Andy12 May 2023 at 2:01 pm #617285
Out of interest, what SIMBAD/VIZIER data do you use? For my purposes all that is required is the magnitudes and the coordinates, all of which is provided in a single download from AAVSO.
I use it to get the B-V of the target star. I couldn’t find that in the AAVSO data.
Ian.12 May 2023 at 3:42 pm #617286
I use it to get the B-V of the target star. I couldn’t find that in the AAVSO data.
When I add a new star to my program, I go to https://app.aavso.org/vsp/ and fill in the appropriate fields (Star, FOV, orientation, limiting magnitude, and more) and first get a finder chart, which I print for use at the telescope.
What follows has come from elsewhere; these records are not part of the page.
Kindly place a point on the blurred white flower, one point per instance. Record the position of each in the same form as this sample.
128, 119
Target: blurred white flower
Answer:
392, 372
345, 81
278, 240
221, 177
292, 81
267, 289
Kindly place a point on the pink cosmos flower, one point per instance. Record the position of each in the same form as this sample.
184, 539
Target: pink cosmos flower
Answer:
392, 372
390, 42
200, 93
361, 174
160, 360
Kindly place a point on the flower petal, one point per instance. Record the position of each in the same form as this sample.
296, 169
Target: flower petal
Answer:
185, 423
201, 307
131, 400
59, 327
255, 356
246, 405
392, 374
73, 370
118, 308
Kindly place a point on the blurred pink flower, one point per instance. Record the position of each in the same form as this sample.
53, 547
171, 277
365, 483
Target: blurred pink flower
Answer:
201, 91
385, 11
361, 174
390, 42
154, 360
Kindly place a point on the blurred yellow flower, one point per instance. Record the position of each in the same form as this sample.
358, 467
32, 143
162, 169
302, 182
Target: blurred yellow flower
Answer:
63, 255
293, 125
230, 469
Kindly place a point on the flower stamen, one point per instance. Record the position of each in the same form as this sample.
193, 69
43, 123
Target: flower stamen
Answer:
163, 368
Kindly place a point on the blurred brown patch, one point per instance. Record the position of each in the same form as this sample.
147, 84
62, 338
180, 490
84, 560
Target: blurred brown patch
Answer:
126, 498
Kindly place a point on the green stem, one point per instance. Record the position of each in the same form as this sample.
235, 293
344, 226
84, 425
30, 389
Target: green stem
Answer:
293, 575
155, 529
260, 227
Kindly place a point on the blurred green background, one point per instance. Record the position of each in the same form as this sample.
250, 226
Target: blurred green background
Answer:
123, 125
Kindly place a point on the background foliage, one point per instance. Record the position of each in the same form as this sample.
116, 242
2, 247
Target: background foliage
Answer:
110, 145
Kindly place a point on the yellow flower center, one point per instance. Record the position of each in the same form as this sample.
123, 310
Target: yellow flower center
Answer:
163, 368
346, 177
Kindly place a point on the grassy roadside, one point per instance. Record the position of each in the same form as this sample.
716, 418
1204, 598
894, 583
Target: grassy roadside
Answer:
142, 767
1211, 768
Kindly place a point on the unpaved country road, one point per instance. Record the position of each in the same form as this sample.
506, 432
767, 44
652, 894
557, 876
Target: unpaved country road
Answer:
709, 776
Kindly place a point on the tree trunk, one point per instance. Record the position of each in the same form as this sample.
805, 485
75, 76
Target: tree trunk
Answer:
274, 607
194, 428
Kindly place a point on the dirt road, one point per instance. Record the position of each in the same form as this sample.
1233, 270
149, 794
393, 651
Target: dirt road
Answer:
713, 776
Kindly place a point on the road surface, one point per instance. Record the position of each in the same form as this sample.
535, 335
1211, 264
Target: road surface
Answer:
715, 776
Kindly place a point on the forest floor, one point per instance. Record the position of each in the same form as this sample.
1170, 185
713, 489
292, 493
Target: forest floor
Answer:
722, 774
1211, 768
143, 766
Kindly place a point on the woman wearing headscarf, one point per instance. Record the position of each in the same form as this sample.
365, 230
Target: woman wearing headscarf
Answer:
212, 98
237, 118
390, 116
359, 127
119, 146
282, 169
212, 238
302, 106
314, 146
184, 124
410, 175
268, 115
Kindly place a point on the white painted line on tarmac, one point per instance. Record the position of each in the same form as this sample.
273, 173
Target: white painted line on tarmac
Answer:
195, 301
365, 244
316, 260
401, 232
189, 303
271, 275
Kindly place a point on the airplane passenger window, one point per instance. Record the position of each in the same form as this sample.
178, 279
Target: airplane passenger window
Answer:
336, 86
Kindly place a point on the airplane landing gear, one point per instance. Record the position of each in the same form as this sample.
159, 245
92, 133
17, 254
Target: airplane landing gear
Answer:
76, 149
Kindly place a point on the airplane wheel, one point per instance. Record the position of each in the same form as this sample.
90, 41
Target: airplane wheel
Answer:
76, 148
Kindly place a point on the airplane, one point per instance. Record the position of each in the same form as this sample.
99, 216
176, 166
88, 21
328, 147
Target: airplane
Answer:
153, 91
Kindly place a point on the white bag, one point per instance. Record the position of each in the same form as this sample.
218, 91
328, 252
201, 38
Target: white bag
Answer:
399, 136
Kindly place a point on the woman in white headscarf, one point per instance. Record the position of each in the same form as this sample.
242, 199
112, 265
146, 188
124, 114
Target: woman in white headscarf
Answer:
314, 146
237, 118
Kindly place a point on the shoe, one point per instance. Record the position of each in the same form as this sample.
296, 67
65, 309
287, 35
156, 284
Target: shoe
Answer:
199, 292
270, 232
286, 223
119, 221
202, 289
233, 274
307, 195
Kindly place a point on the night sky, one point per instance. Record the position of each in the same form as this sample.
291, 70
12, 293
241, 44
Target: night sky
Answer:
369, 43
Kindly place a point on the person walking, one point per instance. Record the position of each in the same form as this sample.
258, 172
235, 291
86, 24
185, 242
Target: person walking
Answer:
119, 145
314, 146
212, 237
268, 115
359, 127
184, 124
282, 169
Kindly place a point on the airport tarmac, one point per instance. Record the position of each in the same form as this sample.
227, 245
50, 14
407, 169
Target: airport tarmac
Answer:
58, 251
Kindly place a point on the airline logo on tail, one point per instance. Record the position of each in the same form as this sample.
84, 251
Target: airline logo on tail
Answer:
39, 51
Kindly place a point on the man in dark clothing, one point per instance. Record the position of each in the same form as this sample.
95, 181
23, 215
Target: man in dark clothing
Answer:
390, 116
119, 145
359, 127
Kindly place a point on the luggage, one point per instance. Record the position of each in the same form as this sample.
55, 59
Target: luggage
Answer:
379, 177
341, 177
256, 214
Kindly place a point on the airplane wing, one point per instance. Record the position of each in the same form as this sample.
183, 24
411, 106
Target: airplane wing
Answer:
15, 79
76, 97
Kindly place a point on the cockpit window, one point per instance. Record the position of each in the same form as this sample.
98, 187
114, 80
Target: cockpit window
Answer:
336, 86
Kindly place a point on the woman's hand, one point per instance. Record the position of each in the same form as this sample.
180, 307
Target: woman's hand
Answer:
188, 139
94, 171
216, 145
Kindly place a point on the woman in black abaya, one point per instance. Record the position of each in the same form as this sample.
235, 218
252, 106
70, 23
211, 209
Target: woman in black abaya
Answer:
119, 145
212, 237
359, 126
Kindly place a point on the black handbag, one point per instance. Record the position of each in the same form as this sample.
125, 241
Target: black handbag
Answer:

Next the photometry for the sequence in the filters required is downloaded. The B-V values and their errors are provided whether you want them or not, in line with the bottom of the VSP page where we find the words: “V and (B-V) magnitudes are always displayed. Select any other bands you wish displayed below.” A Perl script subsequent mungs the photometry data into a format useful for my current processing pipeline.
I never take a given B-V of the target star as gospel because it can itself vary as the brightness changes. If I want to know a colour index of a VS at a particular epoch I measure it for myself.12 May 2023 at 4:32 pm #617287
When I add a new star to my program…
I call the AAVSO API to get me the VS data and the candidate comparison stars in a requested mag. range and chart width. I use the B-V from SIMBAD to give me a guide to any major differences that there might be in the B-V values of the comparison stars. It’s more of a sanity check – sometime there aren’t enough good choices to throw any out! My code then builds this info into my master variable star csv file which is read by my automated photometry routines (Python and AstroArt8). The API also returns a URI with the chart which I stream down and save as an image file. The BAA and AAVSO upload files are automatically generated.
Ian.12 May 2023 at 11:36 pm #617288
I call the AAVSO API to get me the VS data and the candidate comparison stars in a requested mag. range and chart width. I use the B-V from SIMBAD to give me a guide to any major differences that there might be in the B-V values of the comparison stars. It’s more of a sanity check
So there is a Sanity Clause after all!